Because common tools consisting of Visual Studio, Unity 3D and the open source Mixed Reality Toolkit (formerly the HoloToolkit) are used for both, and because we are at a point where multiple tools are being released at a rapid rate, conflicts are bound to happen, unfortunately.
For HoloLens development, it is best to roll back to the last working version of the tools you had. If you aren’t sure what those were, then I’d recommend using Visual Studio 2015 update 3, Unity 3D 5.6.3 patch 2 and HoloToolkit 220.127.116.11.
For immersive mixed reality, you want the latest of everything. As of today, that means Unity 2017.2.0b10 (and then b11 when that comes out). You will need Visual Studio 2017 update 3 (15.3) and finally you will need to be on the latest Windows Insider Build of Windows 10 from the fast ring (for instance build 16281, which has some very nice updates to the MR Portal).

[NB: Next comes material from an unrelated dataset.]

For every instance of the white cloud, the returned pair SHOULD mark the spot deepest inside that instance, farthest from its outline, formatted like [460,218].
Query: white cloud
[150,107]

These are the versions I could get working consistently. Other combinations, for HoloLens development, could potentially raise the following issues (though your mileage may vary – if so, please let me know in the comments):
- unable to create Master builds, dev or release okay
- apps deploy successfully but crash before the splash screen
- unable to use remote debugging on your deployed app – get a dll missing error or “Please ensure that target device has developer mode enabled” error
- IL weaving issues (this occurs for Visual Studio update 3 (15.3.3) and is fixed in patch 2017.1.0p5 as well as 18.104.22.168p2 (if you are using Visual Studio 2015 update 3)
- Unable to create Unity C# Project builds (for debugging)
MR development with the wrong tool combination has raised some of these issues, such as the C# Project builds and IL weaving. In addition, there may be clipping issues if you don’t have the latest tools.
Note: You don’t really need Visual Studio 2017 for HoloLens development. Use VS 2015, instead. You only require VS 2017 if you are developing for Windows SDK 10.0.15063 or above. The HoloLens device, however, still runs on windows build 14393. When you export your solution from Unity, just be sure to change the UWP SDK property in Build Settings from its default value “Latest installed” to “10.0.14393.0”.
Note 2: You cannot currently publish your immersive MR app to the Windows Store. Just hold tight for now. It’s being worked out.
Quick recap: for now, you need different tool versions for HoloLens and Immersive MR Headset development. Use older tools for HoloLens but the latest and greatest for MR Headsets.
I will try to keep this updated as facts on the ground change.